I'm ready for my klose-up
Here's a pic of the KL-I915A next to Shuttle's SB81P XPC. The Kloss is slightly larger than the Shuttle, as you can see. For the record, the dimensions are 223mm wide by 303mm long by 221mm high. For the Americans, that's 8.8" by 11.9" by 8.7".
A view from the back, and it's here that differences between the two systems start to become apparent. While the Shuttle's motherboard sits on the bottom of the box, the Kloss motherboard is elevated, with plenty of space underneath. The reasons for this arrangement will become clear when we look inside the system.
Up until now, it's probably been difficult to tell where the drive bay doors are on the Kloss, which is a statement about the machine's design. For this picture, I've opened up the bottom door (which hides a 3.5" bay, two USB 2.0 ports and a mini-Firewire port) and propped open the top door (which covers the 5.25" bay). The bottom door has a catch which holds it flush with the rest of the face when it's closed; the top door is spring-loaded and is pushed out of the way by the optical drive's tray. Headphone and microphone jacks round out the available ports up front.
You'll notice that, unlike most other systems that hide the optical drives behind a door, there is no "pass-through" button that operates the drive's eject button. To open the optical drive on the KL-I915A, you press the Eject button located above the optical drive. This sends a signal to the drive through the IDE bus, causing the tray to extend. This signal operates at a hardware level, so it's not necessary to have special drivers or even an operating system running for this to work. Other than this behavior, however, none of the "CD player" controls (play/pause, stop, etc.) do anything outside of Windows. The KL-I915A can't play CDs or DVDs outside of Windows or with the PC powered off. Additionally, I should mention that you can't use the front panel controls to retract the drive tray once it's open, so you have to push it closed manually (and hope that your drive reacts to such a push by closing the tray, as not all of them do).
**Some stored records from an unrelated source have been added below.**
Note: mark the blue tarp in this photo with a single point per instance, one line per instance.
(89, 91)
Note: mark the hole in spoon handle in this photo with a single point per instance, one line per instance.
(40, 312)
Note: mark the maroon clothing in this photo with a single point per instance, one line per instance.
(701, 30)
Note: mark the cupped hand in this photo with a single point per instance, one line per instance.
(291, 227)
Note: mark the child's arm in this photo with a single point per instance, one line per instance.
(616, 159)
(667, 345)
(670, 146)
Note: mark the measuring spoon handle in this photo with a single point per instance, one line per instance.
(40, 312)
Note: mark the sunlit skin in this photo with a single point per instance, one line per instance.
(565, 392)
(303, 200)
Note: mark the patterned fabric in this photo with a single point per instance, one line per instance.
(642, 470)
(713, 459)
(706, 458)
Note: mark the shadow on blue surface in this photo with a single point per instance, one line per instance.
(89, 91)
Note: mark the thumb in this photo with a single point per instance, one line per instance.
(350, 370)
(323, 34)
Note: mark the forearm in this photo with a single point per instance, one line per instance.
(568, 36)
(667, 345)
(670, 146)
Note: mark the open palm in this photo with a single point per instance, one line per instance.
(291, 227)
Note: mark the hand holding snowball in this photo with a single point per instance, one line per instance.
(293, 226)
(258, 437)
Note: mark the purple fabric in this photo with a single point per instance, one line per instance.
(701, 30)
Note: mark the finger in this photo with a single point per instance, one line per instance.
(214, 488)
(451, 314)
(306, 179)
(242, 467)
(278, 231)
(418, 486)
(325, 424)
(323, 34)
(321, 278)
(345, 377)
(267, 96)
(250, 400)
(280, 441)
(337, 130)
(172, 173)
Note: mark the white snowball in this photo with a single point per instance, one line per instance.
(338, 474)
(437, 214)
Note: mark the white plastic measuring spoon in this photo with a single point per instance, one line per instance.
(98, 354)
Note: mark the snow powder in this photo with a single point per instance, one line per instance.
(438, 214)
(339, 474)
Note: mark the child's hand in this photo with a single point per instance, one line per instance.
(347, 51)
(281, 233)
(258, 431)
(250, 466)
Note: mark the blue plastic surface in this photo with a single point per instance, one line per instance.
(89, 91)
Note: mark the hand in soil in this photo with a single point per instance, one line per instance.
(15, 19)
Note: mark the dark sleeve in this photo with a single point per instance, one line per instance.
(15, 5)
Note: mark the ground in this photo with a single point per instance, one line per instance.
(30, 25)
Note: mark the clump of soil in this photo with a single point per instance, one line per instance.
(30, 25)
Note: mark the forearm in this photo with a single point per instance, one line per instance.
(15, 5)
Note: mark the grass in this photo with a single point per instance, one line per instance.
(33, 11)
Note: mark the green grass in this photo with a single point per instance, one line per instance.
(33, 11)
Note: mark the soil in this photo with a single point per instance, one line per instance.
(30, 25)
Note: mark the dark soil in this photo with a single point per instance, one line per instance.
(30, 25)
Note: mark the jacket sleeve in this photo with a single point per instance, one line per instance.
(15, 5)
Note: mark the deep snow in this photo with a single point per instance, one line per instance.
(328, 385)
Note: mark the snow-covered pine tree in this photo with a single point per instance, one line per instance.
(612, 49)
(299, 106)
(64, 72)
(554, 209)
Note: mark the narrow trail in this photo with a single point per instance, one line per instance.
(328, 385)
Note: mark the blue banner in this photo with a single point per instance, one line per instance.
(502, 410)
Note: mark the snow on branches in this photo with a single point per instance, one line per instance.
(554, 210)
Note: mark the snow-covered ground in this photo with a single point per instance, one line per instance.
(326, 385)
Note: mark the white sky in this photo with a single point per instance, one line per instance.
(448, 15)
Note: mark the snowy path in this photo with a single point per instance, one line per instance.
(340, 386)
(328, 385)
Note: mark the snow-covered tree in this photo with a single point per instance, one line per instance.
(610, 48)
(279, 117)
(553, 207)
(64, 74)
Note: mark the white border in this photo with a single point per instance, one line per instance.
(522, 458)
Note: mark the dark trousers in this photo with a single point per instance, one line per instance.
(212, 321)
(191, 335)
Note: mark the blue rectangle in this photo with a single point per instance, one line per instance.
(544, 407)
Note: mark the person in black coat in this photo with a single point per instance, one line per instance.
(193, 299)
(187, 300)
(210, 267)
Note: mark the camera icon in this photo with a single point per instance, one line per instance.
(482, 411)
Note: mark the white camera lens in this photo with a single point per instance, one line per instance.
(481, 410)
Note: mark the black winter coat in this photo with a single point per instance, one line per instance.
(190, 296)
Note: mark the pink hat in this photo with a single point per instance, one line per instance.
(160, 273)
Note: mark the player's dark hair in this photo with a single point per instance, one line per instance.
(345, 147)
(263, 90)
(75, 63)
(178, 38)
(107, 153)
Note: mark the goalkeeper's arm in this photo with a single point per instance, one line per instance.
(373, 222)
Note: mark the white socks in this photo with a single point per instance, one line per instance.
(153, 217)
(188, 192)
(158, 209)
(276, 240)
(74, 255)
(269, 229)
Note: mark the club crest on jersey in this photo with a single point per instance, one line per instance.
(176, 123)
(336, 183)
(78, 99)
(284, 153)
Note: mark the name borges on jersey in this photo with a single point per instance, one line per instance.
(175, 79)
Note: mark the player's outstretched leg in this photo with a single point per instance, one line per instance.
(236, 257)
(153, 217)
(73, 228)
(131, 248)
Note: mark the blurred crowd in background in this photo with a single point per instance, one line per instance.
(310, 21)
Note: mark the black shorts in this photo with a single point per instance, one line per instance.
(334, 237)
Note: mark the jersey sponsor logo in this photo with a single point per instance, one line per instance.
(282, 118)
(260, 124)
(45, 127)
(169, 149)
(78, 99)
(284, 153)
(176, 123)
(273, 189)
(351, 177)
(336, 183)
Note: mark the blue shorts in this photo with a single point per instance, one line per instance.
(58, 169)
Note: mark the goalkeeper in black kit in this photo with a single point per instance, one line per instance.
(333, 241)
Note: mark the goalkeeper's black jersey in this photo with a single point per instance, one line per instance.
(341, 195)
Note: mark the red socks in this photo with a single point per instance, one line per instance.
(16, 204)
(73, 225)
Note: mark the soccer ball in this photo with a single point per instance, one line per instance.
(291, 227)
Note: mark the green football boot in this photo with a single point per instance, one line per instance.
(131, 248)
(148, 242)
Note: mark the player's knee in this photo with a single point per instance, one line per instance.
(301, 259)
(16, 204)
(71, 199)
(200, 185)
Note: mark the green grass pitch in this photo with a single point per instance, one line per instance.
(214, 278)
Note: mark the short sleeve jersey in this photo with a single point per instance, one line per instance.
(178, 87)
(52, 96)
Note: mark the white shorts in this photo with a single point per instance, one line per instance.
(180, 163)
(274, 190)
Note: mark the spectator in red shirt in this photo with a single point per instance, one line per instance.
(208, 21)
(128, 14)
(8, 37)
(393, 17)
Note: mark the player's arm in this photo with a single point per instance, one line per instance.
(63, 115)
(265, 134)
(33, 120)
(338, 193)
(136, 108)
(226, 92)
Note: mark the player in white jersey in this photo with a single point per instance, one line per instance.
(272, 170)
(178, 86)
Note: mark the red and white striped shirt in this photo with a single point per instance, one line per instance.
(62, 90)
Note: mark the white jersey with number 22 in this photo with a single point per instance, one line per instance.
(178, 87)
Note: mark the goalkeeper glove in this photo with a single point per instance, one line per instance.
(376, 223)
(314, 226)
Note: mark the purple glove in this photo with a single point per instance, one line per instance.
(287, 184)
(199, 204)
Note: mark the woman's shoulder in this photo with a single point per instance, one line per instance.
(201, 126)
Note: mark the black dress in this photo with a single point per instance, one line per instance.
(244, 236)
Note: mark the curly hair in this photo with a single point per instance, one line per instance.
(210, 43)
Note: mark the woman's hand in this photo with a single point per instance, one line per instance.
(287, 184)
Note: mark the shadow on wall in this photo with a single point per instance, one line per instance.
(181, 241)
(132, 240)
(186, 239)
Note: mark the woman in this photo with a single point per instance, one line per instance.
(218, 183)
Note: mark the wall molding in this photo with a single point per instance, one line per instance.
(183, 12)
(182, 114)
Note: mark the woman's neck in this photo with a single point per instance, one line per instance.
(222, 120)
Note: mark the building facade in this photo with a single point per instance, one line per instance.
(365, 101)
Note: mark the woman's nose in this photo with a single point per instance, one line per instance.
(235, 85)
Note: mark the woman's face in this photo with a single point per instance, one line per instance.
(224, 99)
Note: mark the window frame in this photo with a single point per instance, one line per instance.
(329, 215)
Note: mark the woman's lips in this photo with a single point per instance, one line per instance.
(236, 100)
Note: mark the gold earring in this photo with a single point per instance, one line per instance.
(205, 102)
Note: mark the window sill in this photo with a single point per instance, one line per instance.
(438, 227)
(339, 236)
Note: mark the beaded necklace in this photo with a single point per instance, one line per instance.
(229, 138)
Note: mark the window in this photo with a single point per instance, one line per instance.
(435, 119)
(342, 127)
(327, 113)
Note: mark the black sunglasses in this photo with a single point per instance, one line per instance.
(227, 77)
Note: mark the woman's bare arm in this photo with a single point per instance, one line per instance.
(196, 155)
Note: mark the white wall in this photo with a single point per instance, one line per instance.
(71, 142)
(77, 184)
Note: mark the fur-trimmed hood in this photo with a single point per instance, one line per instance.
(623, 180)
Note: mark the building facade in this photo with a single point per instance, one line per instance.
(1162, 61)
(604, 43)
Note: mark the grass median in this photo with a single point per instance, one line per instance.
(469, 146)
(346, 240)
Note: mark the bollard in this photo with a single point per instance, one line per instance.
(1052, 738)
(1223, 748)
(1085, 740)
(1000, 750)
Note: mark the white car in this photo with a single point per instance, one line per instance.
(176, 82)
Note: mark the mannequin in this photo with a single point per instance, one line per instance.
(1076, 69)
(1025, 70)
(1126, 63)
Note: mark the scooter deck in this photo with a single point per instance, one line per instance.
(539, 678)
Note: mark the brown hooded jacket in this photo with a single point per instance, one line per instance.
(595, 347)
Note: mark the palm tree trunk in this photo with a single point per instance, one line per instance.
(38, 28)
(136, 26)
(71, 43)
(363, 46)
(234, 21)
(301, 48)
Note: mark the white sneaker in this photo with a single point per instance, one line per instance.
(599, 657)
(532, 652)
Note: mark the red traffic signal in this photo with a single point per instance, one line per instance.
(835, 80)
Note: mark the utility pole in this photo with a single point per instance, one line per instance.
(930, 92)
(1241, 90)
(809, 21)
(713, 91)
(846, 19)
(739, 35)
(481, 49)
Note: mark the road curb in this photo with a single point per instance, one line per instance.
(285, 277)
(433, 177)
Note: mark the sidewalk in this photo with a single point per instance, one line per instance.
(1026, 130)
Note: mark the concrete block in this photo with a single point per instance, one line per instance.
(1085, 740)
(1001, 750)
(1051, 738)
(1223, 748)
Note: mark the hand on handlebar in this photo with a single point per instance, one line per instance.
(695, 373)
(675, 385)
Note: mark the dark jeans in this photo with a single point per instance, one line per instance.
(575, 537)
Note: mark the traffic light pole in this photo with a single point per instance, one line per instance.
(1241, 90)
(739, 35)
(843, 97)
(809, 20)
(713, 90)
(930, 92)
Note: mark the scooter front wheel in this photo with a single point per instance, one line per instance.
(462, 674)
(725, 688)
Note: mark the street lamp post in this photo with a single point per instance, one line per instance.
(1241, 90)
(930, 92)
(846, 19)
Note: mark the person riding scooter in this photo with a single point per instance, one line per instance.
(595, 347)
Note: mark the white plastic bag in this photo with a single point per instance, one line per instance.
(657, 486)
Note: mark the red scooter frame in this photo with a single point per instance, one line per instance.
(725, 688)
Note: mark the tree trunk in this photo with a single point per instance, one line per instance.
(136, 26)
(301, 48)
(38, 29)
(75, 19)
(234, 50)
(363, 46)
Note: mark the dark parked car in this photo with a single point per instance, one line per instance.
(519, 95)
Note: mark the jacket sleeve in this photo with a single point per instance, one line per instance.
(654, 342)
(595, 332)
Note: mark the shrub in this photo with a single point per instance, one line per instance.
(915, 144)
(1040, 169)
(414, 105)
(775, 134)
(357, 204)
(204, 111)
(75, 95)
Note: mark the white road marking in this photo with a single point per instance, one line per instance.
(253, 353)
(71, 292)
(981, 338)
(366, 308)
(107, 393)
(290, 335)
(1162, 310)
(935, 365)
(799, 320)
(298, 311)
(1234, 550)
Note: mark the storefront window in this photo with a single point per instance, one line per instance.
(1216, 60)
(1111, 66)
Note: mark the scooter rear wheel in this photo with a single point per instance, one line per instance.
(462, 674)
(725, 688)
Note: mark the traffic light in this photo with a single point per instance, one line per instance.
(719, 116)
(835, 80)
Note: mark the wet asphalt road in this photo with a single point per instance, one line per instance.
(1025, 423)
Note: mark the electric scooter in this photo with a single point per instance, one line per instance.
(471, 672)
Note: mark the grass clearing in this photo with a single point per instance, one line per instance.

A closer shot of the rear. The power supply resides in the lower left corner, with the expansion slots directly above it and the drive bays to the right. Although there is a fan opening next to the power supply, it is unused. The lone exhaust fan resides at the top of the case above the I/O ports.
Here's a close-up of the hole on the top of the case. Although the term "blowhole" has been around in case modding lingo for years, the ducted CPU fan on the KL-I915A actually draws fresh air down into the case through this hole, making it less a blowhole than a, umm, suckhole. A sticker warns you to keep "other objects" away from the hole. This raises the question: other than what? Other than the warning sticker? Other than the hole? The mind boggles. Just don't set a book on top of the hole.